OBS: under construction!
This is the repsitory for all the code in the project.
Currently containing
- AMLsim: A simulator for generating transaction networks used in anti-money laundering research.
- transaction-network-explorer: A tool for exploring transaction networks.
- federated-learning: A framework for training a model on a distributed dataset.
- gnn: graph neural network models for transaction networks.
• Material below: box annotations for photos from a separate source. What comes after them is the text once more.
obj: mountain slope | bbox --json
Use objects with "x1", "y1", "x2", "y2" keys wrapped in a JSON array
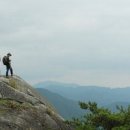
[
  {"x1": 37, "y1": 88, "x2": 85, "y2": 119},
  {"x1": 0, "y1": 76, "x2": 71, "y2": 130}
]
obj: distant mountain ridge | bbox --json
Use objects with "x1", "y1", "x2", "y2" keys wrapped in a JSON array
[
  {"x1": 35, "y1": 82, "x2": 130, "y2": 105},
  {"x1": 37, "y1": 88, "x2": 85, "y2": 119}
]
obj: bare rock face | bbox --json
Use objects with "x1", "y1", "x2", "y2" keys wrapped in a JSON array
[{"x1": 0, "y1": 76, "x2": 72, "y2": 130}]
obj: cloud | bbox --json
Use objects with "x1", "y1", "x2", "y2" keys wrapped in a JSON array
[{"x1": 0, "y1": 0, "x2": 130, "y2": 86}]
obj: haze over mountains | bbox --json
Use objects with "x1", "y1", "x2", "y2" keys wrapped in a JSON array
[{"x1": 35, "y1": 81, "x2": 130, "y2": 118}]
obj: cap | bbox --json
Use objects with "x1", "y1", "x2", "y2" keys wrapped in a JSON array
[{"x1": 7, "y1": 53, "x2": 12, "y2": 56}]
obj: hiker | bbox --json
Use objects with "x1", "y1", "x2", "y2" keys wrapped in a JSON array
[{"x1": 3, "y1": 53, "x2": 13, "y2": 77}]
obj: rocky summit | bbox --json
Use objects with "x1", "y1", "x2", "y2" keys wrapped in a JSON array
[{"x1": 0, "y1": 76, "x2": 72, "y2": 130}]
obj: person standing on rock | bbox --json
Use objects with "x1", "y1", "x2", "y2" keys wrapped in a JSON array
[{"x1": 3, "y1": 53, "x2": 13, "y2": 77}]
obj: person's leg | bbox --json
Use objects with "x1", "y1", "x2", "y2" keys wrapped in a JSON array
[
  {"x1": 10, "y1": 66, "x2": 13, "y2": 76},
  {"x1": 6, "y1": 65, "x2": 9, "y2": 77}
]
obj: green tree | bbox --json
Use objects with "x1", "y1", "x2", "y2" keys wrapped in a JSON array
[{"x1": 71, "y1": 102, "x2": 130, "y2": 130}]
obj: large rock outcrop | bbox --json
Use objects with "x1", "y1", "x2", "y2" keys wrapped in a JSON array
[{"x1": 0, "y1": 76, "x2": 72, "y2": 130}]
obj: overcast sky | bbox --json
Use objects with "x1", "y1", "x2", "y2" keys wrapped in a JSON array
[{"x1": 0, "y1": 0, "x2": 130, "y2": 87}]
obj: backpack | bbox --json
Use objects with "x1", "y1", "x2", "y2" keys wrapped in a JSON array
[{"x1": 2, "y1": 56, "x2": 8, "y2": 65}]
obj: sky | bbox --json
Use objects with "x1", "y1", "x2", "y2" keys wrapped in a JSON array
[{"x1": 0, "y1": 0, "x2": 130, "y2": 87}]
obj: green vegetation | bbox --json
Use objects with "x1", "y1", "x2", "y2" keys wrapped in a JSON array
[
  {"x1": 0, "y1": 99, "x2": 33, "y2": 111},
  {"x1": 69, "y1": 102, "x2": 130, "y2": 130}
]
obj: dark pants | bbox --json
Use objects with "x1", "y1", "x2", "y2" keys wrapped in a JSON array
[{"x1": 6, "y1": 64, "x2": 13, "y2": 77}]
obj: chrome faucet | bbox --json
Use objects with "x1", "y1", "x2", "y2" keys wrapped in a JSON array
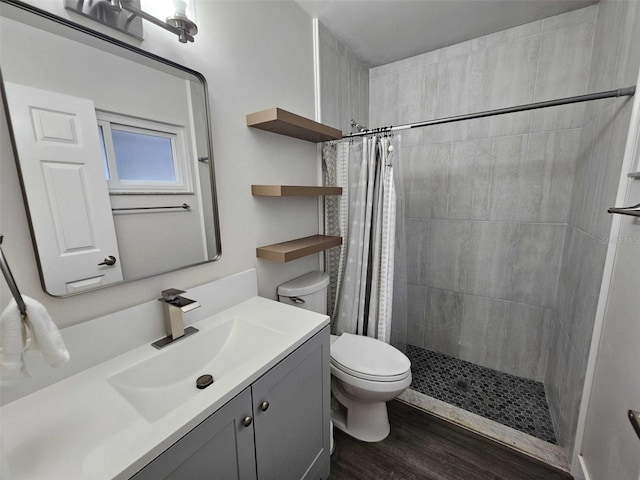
[{"x1": 151, "y1": 288, "x2": 200, "y2": 348}]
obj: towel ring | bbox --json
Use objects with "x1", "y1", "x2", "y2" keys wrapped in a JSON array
[{"x1": 22, "y1": 315, "x2": 33, "y2": 352}]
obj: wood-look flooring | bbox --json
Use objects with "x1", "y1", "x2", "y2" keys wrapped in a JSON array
[{"x1": 329, "y1": 401, "x2": 573, "y2": 480}]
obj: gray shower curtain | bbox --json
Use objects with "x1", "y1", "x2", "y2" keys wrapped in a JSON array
[{"x1": 323, "y1": 136, "x2": 406, "y2": 348}]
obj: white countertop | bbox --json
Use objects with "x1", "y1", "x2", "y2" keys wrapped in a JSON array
[{"x1": 0, "y1": 297, "x2": 329, "y2": 480}]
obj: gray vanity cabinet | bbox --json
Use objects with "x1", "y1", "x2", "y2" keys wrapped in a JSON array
[
  {"x1": 251, "y1": 327, "x2": 330, "y2": 480},
  {"x1": 132, "y1": 388, "x2": 256, "y2": 480},
  {"x1": 132, "y1": 327, "x2": 330, "y2": 480}
]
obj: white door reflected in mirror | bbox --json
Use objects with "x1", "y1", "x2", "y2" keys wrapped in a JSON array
[{"x1": 0, "y1": 5, "x2": 220, "y2": 296}]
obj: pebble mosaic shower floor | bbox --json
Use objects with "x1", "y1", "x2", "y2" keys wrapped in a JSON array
[{"x1": 407, "y1": 345, "x2": 557, "y2": 444}]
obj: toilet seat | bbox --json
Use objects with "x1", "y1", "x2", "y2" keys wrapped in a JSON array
[{"x1": 331, "y1": 333, "x2": 411, "y2": 382}]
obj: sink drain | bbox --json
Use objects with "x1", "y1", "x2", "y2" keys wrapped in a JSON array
[{"x1": 196, "y1": 374, "x2": 213, "y2": 390}]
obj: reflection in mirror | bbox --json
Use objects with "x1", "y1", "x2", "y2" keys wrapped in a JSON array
[{"x1": 0, "y1": 4, "x2": 220, "y2": 296}]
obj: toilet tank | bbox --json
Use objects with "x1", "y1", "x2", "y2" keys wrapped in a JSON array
[{"x1": 278, "y1": 272, "x2": 329, "y2": 315}]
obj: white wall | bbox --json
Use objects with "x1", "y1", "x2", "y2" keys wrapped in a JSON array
[{"x1": 0, "y1": 0, "x2": 318, "y2": 330}]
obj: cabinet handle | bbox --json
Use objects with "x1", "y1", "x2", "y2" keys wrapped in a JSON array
[{"x1": 98, "y1": 255, "x2": 117, "y2": 267}]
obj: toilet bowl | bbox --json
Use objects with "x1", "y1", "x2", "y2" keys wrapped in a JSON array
[{"x1": 278, "y1": 272, "x2": 411, "y2": 442}]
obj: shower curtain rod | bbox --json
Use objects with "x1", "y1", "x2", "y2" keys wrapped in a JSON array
[{"x1": 342, "y1": 85, "x2": 636, "y2": 138}]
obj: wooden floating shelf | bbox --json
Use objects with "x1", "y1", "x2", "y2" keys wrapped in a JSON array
[
  {"x1": 256, "y1": 235, "x2": 342, "y2": 263},
  {"x1": 251, "y1": 185, "x2": 342, "y2": 197},
  {"x1": 247, "y1": 108, "x2": 342, "y2": 143}
]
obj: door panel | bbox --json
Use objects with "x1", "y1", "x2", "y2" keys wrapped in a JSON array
[
  {"x1": 5, "y1": 82, "x2": 123, "y2": 295},
  {"x1": 577, "y1": 78, "x2": 640, "y2": 480},
  {"x1": 252, "y1": 331, "x2": 330, "y2": 480}
]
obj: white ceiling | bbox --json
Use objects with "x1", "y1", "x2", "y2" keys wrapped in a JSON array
[{"x1": 296, "y1": 0, "x2": 597, "y2": 67}]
- tab-ddpm: A ml model for generating sythetic tabular data.*
AMLsim is a simulator for generating transaction networks used in anti-money laundering research. It is based on the simulator by IBM (TODO: add link) and is extended to utilize distributions and model behavioural features. This version is designed to generate SWISH data of personal accounts. It can simulate income and outcome for accounts, as well as known transactions patterns of normal and suspisious behaviour. In short, it has two parts: a python part for generating the transaction network and a java part for simulating the behaviour of the agents. The simulation is controlled by 6 parameter files:
- 1 json file, which defines behviours of accounts and some paths varibles used during the simulation.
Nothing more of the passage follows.